12.02.2010 | 17:20 Uhr
Leichter Schmuck und leuchtende Wegweiser

Düsseldorf. Ob farbenfroher Schuck, der sich an japanischen Kimonos orientiert, oder Wegweiser, die auch Sehschwache lesen können: Die 66 Abschlussarbeiten der Diplomanden in Schmuck und Kommunikationsdesign an der Fachhochschule sind sehenswert.

Die wegweisendste Idee der Diplomanden hatte sicherlich Gereon Nolte, der ein Orientierungssystem für die neue, geplante Fachhochschule (FH) in Derendorf entwarf. Denn im weitläufigen Altbau in Golzheim verirren sich immer noch selbst Altgediente. Aber die Diplom-Arbeiten der 66 Kommunikations- und Schmuck-Designer werden Besucher schon finden, die Werke sind heute von 11 bis 15 Uhr in der FH, Josef-Gockeln-Straße 9, ausgestellt.

57 Studierende haben in diesem Semester ihr Diplom im Kommunikationsdesign erhalten, neun im Produkt-Design, Schwerpunkt Schmuck. So wie die grazilen, bezaubernden Ohrringe und Anhänger von Marlene Beyer: „Sie sind aus Kunststoff, an die japanische Kunst des Origami, des Papierfaltens angelehnt. Ich habe mich dabei von einer Japanreise nach Tokio und Kyoto inspirieren lassen”, erläutert die 26-Jährige. Ihre ansprechenden Hänger finden eine Ergänzung in originellen Handtaschen aus Kimono-Seide: Als längliches Rechteck geschnitten, der Arm der Trägerin in einer Schlaufe, wirkt die Tasche eher wie eine Stola. Beyer will jetzt in einer Ateliergemeinschaft als selbstständige Schmuckdesignerin arbeiten. Ähnlich wie Jane Schiedt (28), die unterm Titel „Cocooning” auch eine Kuscheldecke aus aneinander genähten Plüschtierchen schuf.
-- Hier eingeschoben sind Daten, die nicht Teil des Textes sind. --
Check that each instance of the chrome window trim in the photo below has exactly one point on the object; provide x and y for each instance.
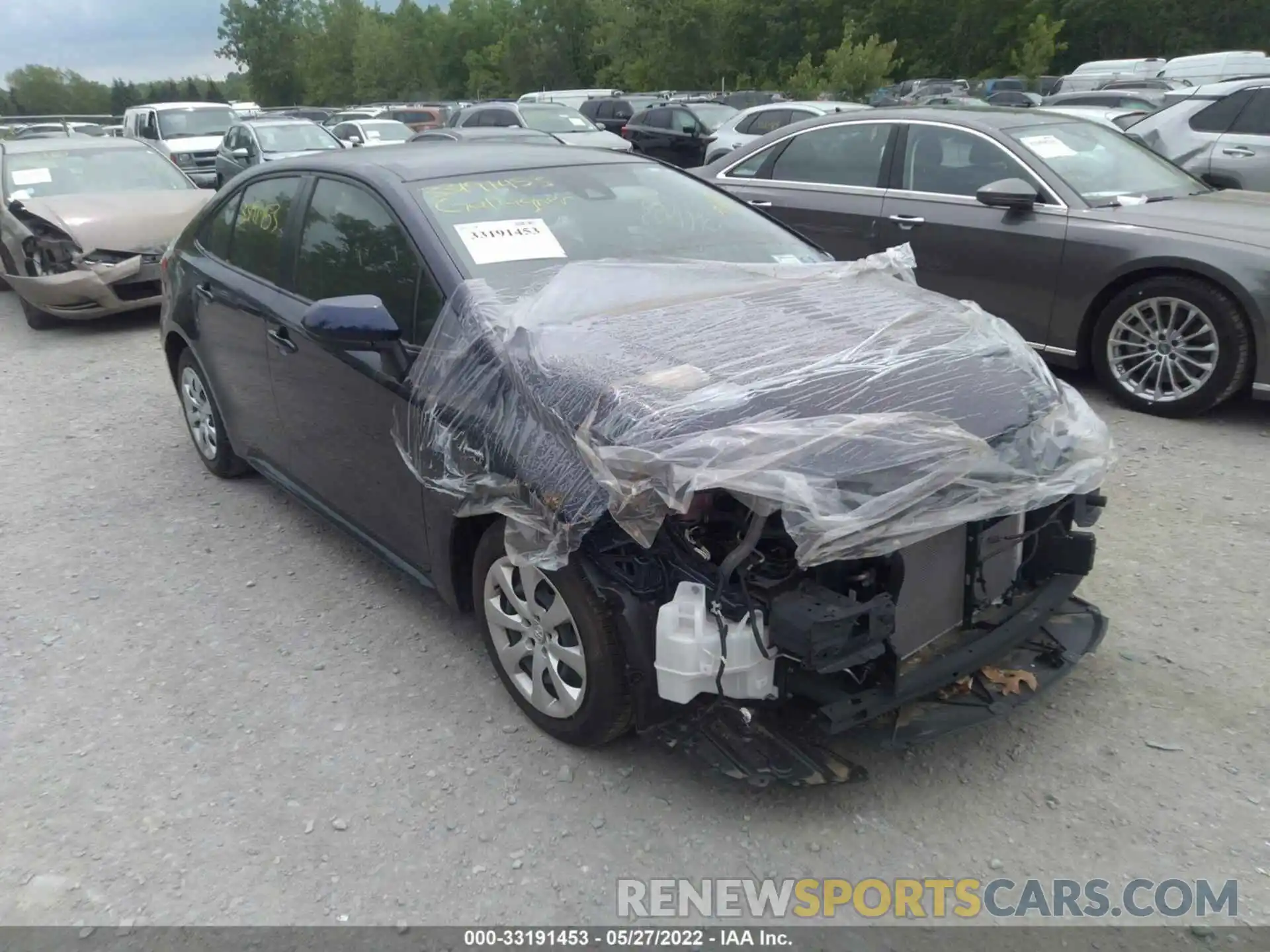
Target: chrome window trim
(722, 175)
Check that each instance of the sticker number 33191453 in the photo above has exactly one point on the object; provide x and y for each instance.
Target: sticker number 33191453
(515, 240)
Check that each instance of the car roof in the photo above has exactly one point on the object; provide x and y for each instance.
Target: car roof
(408, 163)
(16, 146)
(990, 118)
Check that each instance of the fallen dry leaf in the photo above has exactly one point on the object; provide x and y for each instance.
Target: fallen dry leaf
(1009, 680)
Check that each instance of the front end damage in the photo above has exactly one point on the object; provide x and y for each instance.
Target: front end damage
(62, 270)
(818, 499)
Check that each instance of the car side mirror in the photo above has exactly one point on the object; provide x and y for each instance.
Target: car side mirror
(1007, 193)
(357, 323)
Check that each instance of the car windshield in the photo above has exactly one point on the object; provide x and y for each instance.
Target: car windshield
(713, 114)
(1103, 165)
(186, 124)
(294, 138)
(556, 118)
(70, 172)
(506, 227)
(388, 131)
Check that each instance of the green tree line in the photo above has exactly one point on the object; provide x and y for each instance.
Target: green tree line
(337, 52)
(42, 91)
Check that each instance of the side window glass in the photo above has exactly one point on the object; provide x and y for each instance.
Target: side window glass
(257, 243)
(749, 168)
(1255, 118)
(351, 245)
(1221, 114)
(215, 235)
(836, 155)
(955, 163)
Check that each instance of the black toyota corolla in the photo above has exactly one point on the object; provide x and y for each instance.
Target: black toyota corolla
(695, 477)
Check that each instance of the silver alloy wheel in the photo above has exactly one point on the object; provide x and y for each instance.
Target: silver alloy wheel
(535, 637)
(1162, 349)
(198, 413)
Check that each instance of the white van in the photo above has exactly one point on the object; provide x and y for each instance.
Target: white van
(189, 134)
(1217, 67)
(568, 97)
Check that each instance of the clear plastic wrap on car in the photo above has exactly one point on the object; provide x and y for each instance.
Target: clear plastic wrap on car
(869, 412)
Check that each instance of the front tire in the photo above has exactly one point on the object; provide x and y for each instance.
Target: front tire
(1173, 346)
(204, 420)
(553, 644)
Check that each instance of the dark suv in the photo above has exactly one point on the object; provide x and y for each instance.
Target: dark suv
(615, 112)
(677, 132)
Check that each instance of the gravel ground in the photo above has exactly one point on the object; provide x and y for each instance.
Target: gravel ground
(218, 709)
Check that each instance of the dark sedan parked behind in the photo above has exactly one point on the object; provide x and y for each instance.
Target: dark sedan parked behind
(267, 139)
(302, 303)
(677, 132)
(1094, 248)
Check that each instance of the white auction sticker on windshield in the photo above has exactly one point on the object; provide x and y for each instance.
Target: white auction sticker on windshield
(30, 177)
(1048, 146)
(515, 240)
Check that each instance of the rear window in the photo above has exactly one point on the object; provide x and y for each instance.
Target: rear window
(507, 227)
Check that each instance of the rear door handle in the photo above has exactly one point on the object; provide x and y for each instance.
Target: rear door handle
(280, 337)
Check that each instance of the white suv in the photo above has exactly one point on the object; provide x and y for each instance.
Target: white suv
(189, 134)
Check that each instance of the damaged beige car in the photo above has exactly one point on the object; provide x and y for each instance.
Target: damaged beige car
(84, 223)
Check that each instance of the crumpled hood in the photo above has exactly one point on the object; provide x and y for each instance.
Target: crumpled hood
(121, 221)
(1232, 215)
(595, 140)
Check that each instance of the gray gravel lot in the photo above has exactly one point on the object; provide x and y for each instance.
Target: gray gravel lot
(218, 709)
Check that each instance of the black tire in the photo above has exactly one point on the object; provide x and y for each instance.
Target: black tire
(225, 463)
(606, 710)
(1234, 342)
(37, 319)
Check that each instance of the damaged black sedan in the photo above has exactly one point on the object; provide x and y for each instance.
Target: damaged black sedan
(695, 477)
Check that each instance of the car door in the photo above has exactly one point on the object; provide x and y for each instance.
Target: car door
(1006, 260)
(338, 407)
(1242, 154)
(235, 292)
(826, 183)
(653, 135)
(686, 145)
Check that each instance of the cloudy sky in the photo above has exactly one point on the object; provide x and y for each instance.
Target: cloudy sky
(135, 40)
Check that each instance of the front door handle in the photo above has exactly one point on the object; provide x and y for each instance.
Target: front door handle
(284, 342)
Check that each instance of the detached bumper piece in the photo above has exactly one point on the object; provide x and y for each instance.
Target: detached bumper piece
(755, 746)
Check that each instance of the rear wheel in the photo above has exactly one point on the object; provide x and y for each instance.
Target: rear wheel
(1173, 346)
(553, 644)
(204, 420)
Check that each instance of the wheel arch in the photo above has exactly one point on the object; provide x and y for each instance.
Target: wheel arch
(1166, 270)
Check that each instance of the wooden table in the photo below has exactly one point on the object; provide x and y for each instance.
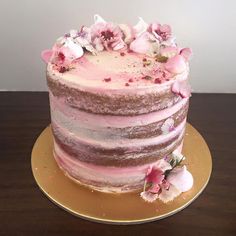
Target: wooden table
(24, 210)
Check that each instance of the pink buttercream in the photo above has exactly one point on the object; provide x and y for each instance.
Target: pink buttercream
(113, 121)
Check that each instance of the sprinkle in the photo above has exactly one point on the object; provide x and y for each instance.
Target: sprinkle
(147, 77)
(147, 63)
(107, 79)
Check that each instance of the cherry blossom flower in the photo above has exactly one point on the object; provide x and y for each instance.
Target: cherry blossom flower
(106, 35)
(162, 33)
(83, 38)
(181, 178)
(66, 51)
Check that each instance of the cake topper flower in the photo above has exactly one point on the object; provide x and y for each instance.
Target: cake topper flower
(167, 179)
(106, 35)
(153, 40)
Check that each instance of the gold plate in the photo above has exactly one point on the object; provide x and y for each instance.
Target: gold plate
(126, 208)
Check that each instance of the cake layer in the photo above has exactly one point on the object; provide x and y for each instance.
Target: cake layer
(106, 179)
(104, 89)
(120, 152)
(106, 127)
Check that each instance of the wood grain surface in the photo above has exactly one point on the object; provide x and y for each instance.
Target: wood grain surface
(24, 210)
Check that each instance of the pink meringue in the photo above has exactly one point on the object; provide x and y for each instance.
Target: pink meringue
(181, 178)
(186, 53)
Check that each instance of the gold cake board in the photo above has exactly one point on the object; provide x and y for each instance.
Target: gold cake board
(126, 208)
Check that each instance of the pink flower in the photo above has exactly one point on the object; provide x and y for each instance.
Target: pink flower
(107, 36)
(186, 53)
(128, 33)
(161, 32)
(176, 64)
(154, 175)
(83, 38)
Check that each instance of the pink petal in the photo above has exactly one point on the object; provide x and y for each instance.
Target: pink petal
(165, 29)
(118, 45)
(163, 165)
(170, 194)
(155, 188)
(186, 53)
(98, 19)
(46, 55)
(176, 64)
(155, 176)
(182, 88)
(140, 27)
(148, 197)
(141, 44)
(181, 178)
(128, 32)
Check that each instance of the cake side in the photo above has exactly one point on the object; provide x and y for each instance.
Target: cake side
(119, 108)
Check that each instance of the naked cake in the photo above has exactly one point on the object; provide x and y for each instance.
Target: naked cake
(119, 98)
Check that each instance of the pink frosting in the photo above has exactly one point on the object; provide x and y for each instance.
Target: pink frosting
(89, 119)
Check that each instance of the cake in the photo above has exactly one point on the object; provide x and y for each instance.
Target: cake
(119, 98)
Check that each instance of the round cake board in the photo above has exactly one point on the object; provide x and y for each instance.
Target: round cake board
(126, 208)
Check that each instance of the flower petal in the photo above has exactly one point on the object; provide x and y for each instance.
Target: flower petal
(163, 165)
(181, 178)
(149, 197)
(74, 49)
(128, 33)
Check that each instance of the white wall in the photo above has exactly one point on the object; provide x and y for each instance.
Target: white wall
(29, 26)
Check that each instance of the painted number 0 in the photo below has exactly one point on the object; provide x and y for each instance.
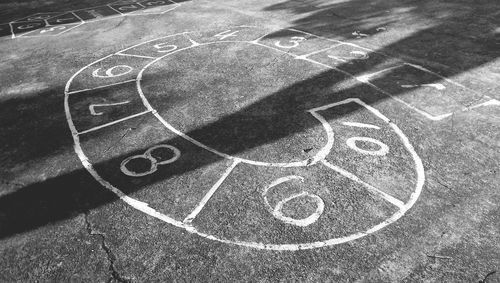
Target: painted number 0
(277, 210)
(154, 163)
(110, 73)
(295, 41)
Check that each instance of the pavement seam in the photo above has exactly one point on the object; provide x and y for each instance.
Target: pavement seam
(115, 276)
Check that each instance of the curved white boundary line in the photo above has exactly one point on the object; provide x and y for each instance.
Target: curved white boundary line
(144, 207)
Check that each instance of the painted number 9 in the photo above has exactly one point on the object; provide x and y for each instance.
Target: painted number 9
(277, 212)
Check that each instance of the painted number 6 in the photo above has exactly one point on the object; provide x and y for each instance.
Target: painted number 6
(277, 210)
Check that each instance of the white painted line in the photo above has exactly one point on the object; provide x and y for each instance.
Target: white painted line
(144, 207)
(366, 78)
(317, 51)
(133, 55)
(112, 123)
(100, 87)
(320, 155)
(93, 106)
(369, 187)
(492, 102)
(360, 125)
(210, 193)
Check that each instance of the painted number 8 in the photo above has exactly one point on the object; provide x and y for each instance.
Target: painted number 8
(276, 211)
(154, 163)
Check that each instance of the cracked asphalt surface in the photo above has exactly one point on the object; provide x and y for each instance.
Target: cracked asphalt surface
(239, 89)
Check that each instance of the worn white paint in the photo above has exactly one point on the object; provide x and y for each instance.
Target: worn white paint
(383, 148)
(93, 106)
(210, 193)
(277, 210)
(361, 125)
(154, 163)
(318, 159)
(109, 73)
(437, 86)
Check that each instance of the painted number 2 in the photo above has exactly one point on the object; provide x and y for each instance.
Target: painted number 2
(112, 72)
(294, 42)
(148, 157)
(277, 212)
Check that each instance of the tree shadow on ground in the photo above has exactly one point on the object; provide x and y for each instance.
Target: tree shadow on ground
(65, 195)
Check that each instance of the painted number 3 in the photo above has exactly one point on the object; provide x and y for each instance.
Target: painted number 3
(153, 161)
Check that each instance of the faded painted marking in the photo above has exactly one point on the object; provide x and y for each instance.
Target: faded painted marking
(134, 55)
(99, 87)
(293, 42)
(109, 72)
(360, 125)
(492, 102)
(144, 207)
(225, 34)
(321, 153)
(112, 123)
(437, 86)
(153, 161)
(210, 193)
(382, 151)
(93, 106)
(277, 210)
(369, 187)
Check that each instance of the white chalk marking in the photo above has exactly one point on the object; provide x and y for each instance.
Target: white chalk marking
(308, 162)
(153, 161)
(134, 55)
(437, 86)
(114, 122)
(99, 87)
(165, 47)
(225, 34)
(143, 207)
(360, 125)
(109, 72)
(277, 210)
(492, 102)
(358, 34)
(93, 106)
(369, 187)
(210, 193)
(382, 151)
(295, 41)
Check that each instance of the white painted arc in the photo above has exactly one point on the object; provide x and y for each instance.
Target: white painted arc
(143, 207)
(308, 162)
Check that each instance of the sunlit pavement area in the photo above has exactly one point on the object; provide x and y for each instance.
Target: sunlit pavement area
(153, 140)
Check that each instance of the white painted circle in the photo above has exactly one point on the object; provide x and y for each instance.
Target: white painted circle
(383, 148)
(176, 153)
(144, 207)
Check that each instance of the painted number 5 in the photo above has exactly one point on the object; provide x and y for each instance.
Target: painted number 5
(277, 212)
(294, 42)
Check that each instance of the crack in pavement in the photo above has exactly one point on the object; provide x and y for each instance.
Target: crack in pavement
(115, 276)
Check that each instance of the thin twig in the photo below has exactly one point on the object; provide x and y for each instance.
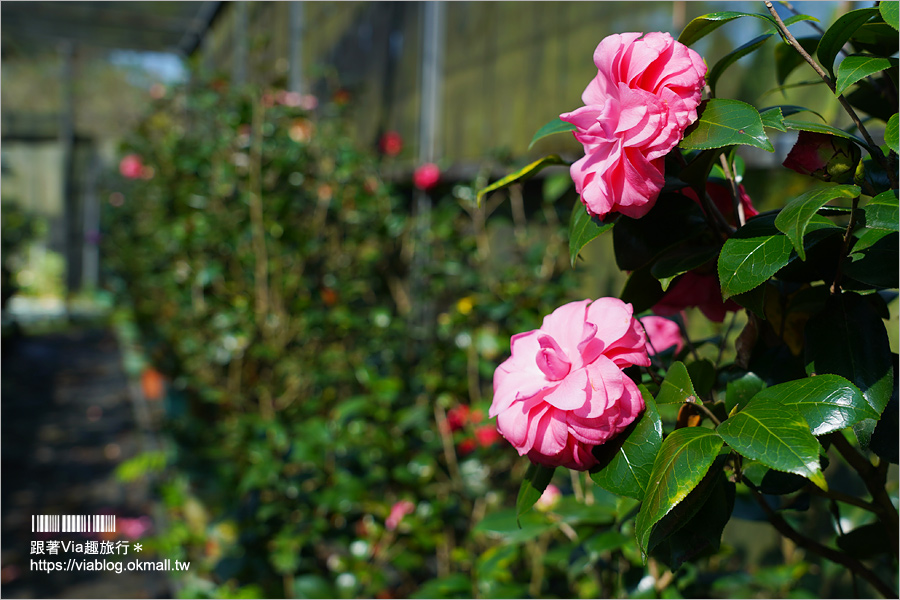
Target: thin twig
(785, 529)
(848, 235)
(874, 150)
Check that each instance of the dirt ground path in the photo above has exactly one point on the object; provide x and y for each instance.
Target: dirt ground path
(67, 421)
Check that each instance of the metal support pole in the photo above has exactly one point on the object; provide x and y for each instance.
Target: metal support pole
(239, 64)
(295, 47)
(431, 75)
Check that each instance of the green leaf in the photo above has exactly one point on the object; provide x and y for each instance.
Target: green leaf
(701, 533)
(890, 134)
(798, 125)
(626, 461)
(706, 24)
(583, 229)
(683, 459)
(520, 175)
(881, 211)
(751, 256)
(557, 125)
(773, 119)
(854, 68)
(889, 13)
(794, 218)
(712, 77)
(876, 262)
(676, 263)
(827, 402)
(537, 477)
(738, 392)
(839, 34)
(676, 388)
(848, 338)
(776, 435)
(725, 122)
(787, 59)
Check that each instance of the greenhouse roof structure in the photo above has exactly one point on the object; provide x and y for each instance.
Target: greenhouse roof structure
(149, 26)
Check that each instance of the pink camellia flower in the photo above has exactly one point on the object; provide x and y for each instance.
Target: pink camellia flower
(824, 157)
(563, 391)
(662, 334)
(549, 499)
(426, 176)
(391, 143)
(644, 96)
(398, 511)
(131, 166)
(696, 289)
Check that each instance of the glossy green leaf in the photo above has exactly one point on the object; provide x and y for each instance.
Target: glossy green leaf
(738, 392)
(706, 24)
(787, 58)
(524, 173)
(712, 77)
(773, 118)
(776, 435)
(854, 68)
(798, 125)
(839, 34)
(876, 262)
(751, 256)
(676, 388)
(683, 459)
(555, 126)
(536, 479)
(672, 265)
(626, 462)
(700, 533)
(848, 338)
(827, 402)
(889, 13)
(584, 229)
(881, 211)
(890, 134)
(724, 122)
(794, 218)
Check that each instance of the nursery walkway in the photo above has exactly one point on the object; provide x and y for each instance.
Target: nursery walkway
(67, 421)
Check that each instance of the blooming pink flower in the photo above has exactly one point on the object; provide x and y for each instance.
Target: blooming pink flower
(696, 289)
(645, 94)
(398, 511)
(662, 334)
(563, 391)
(548, 499)
(131, 166)
(391, 143)
(426, 176)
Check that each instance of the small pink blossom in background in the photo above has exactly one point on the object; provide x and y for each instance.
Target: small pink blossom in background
(662, 334)
(721, 197)
(549, 499)
(133, 529)
(824, 157)
(426, 176)
(696, 289)
(131, 166)
(487, 435)
(644, 96)
(563, 391)
(390, 143)
(398, 511)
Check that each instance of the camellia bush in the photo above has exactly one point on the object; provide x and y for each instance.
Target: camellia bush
(779, 412)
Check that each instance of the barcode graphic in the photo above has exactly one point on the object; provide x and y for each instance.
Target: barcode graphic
(73, 523)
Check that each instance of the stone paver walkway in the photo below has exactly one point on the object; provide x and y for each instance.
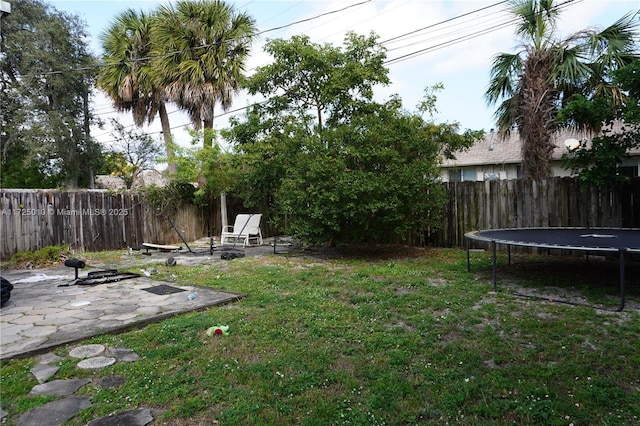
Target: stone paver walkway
(41, 315)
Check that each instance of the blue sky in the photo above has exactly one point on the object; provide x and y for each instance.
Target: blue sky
(455, 50)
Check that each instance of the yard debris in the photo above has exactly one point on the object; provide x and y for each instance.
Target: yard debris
(218, 329)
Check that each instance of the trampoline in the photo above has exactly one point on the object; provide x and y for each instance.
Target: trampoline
(589, 240)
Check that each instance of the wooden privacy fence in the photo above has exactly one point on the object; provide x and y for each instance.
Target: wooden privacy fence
(94, 220)
(88, 220)
(552, 202)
Die meisten Studierenden im Bereich Design, so Dekan Professor Stefan Asmus, sind älter als Kommilitonen anderer Fakultäten, weil sie meist schon eine Lehre im Handwerk hinter sich haben.

So hat Kaya Tuerkay, 32 Jahre alt, bereits in Belgien studiert und gearbeitet. Tuerkay schuf einen praxisnahen Leitfaden für Orientierungssysteme, also Wegweiser in Gebäuden, die auf die Bedürfnisse von Sehbehinderten abgestimmt sind. Dazu gehört etwa ein reliefartiger Weg- und Raumplan, den man ertasten kann. „In Zukunft werden in der Gesellschaft mehr Alte und damit mehr Sehbehinderte leben. Sie sind nicht blind, sie können aber nur wenig erkennen.” Daher müsse man die Schrift auf Hinweisen in Behörden oder im Straßenraum durch Kontrast und Farbe leicht lesbar gestalten. Schwarze Stufen in U-Bahnhöfen sind für Sehschwache gar nicht mehr zu unterscheiden, das kann zu Stürzen führen. Daher sollten Stufen mit einem kontrastreichen Farbstreifen, etwa in Neongelb, gekennzeichnet werden. „Und Hinweise in Kopfhöhe nutzen auch nichts, weil Sehschwache sich eher am Fußboden orientieren.” Das wäre vielleicht auch ein guter Hinweis für die neue FH an der Münsterstraße.